Diabetes Victoria is celebrating this year’s World Diabetes Day in line with the International Diabetes Federation’s theme: To the women of diabetes – thank you. “We are taking the opportunity to recognise the day-to-day achievements of women in the field of diabetes – many of which go unnoticed,” says Diabetes Victoria CEO: Craig Bennett.
“Women are often responsible for ensuring their loved ones’ diabetes is managed; many work as diabetes nurse educators, doctors or researchers; and many live with diabetes themselves. This year we want to thank all these women who are touched by diabetes in some way,” Mr Bennett continues.
For every person diagnosed with diabetes there is usually a family member or carer who also ‘lives with diabetes’ every day in a support role. Very often, this support is given by women. According to Carers Australia, more than two thirds of primary carers are women.
Women, whether living with diabetes or not, are also predominantly the gatekeepers of household nutrition and lifestyle habits. Therefore they have the potential to drive prevention from the household and beyond. Women, as mothers, also have a huge influence over the long-term health status of their children.
“We know that almost 320,000 Victorians are currently registered on the National Diabetes Services Scheme (NDSS). More than 151,000 women in Victoria are currently living with diabetes – be it type 1, type 2 or gestational diabetes,” says Mr Bennett.
“In women of childbearing age, diabetes can affect both mothers and their unborn children. Women with diabetes have a higher risk of complications during pregnancy and have poorer pregnancy outcomes,” adds Mr Bennett. “Women with type 1 diabetes have an increased risk of miscarriage and malformations, so pre-conception planning and meticulous blood glucose management, before and during pregnancy, are essential.”
In Australia, around 1.7 million people are living with diabetes and more than 300 develop diabetes every day. Every day, more than 80 people in Victoria are diagnosed with diabetes and, of those, the vast majority have developed type 2 diabetes – which is often linked to issues such as a poor diet and a lack of regular physical activity. Just as concerning – one in every four Victorians over the age of 25 is directly impacted in some way by this condition.
We support, empower and campaign for all Victorians affected by diabetes.
Note to editors:
- World Diabetes Day is celebrated every year on 14 November.

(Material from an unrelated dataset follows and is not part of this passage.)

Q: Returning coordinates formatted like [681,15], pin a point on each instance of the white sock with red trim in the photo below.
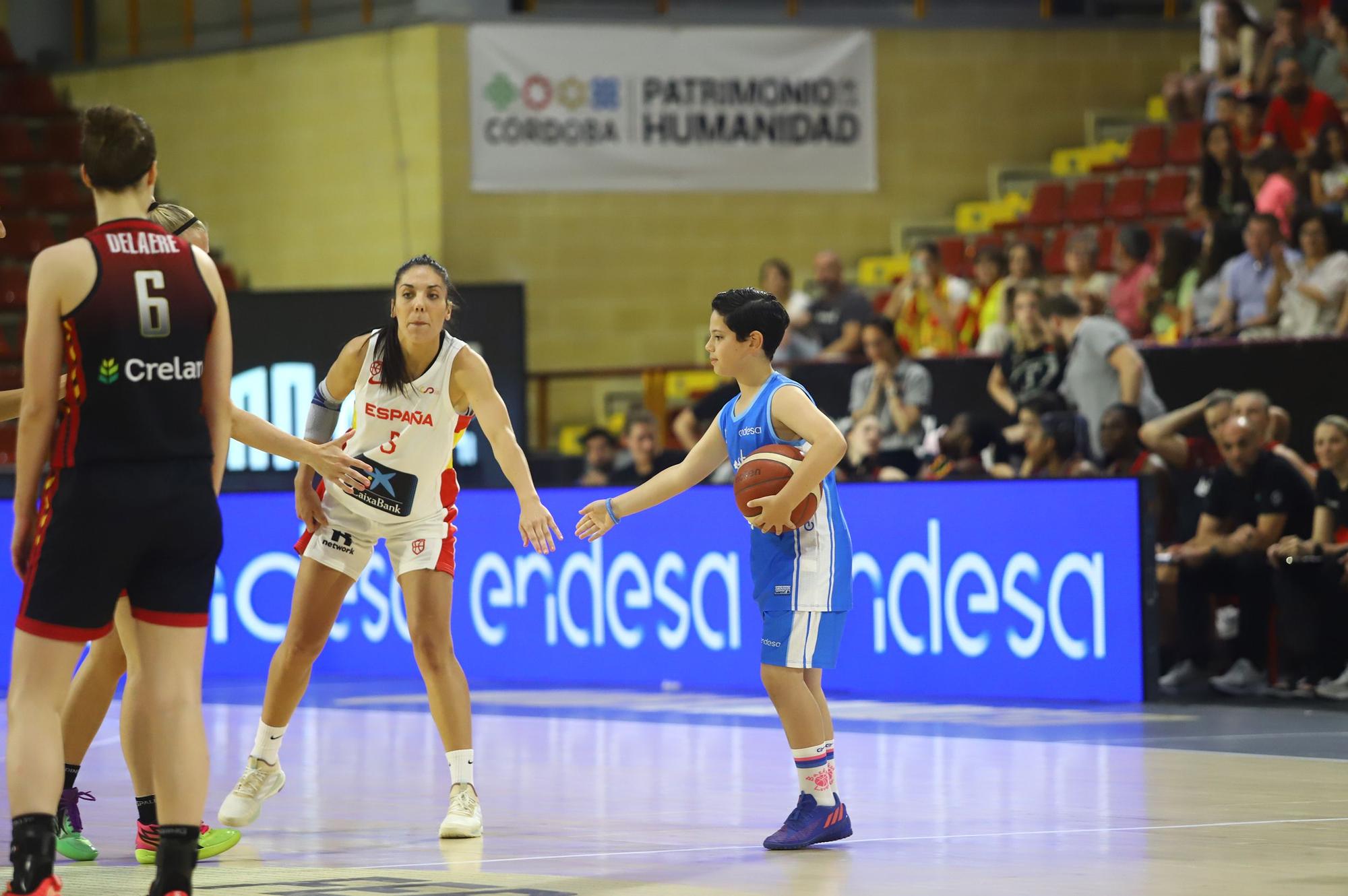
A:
[812,770]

- The day is a significant date in the diabetes calendar – it marks the anniversary of the birth of the man who co-discovered the medical use of insulin, Sir Frederick Banting. Banting was responsible for isolating insulin for this purpose for the first time in 1922, alongside Charles Best, for which they won a Nobel Prize.
- World Diabetes Day is a leading global diabetes awareness and advocacy campaign, officially recognised by the United Nations and led by the International Diabetes Federation. The International Diabetes Federation theme for World Diabetes Day 2017 is ’Women and Diabetes: our right to a healthy future’, promoting that all women with diabetes deserve a right to a healthy future.
- The lighting up of the façade of the Queen Victoria Women’s Centre Trust building (210 Lonsdale St) in blue will take place at 8pm on Tuesday 14 November, as part of the International Diabetes Federation’s annual monument challenge.
- The Blue Monument Challenge was launched in 2007 to mark the first United Nations observed World Diabetes Day. Since then, thousands of iconic sites and buildings in over 80 countries have gone blue to raise diabetes awareness on World Diabetes Day.
- Diabetes is a serious, progressive and complex condition which can result in health complications.
- Gestational diabetes is a type of diabetes specific to women during pregnancy. In Australia, between 5 and 8 per cent of all pregnancies are affected by gestational diabetes (GDM). Women with diabetes have a higher risk of risk of experiencing pregnancy-related complications, including high blood pressure and large birth weight babies, compared to women without diabetes. In addition, women with GDM have a 1 in 2 chance of developing type 2 diabetes at some time later in their lives.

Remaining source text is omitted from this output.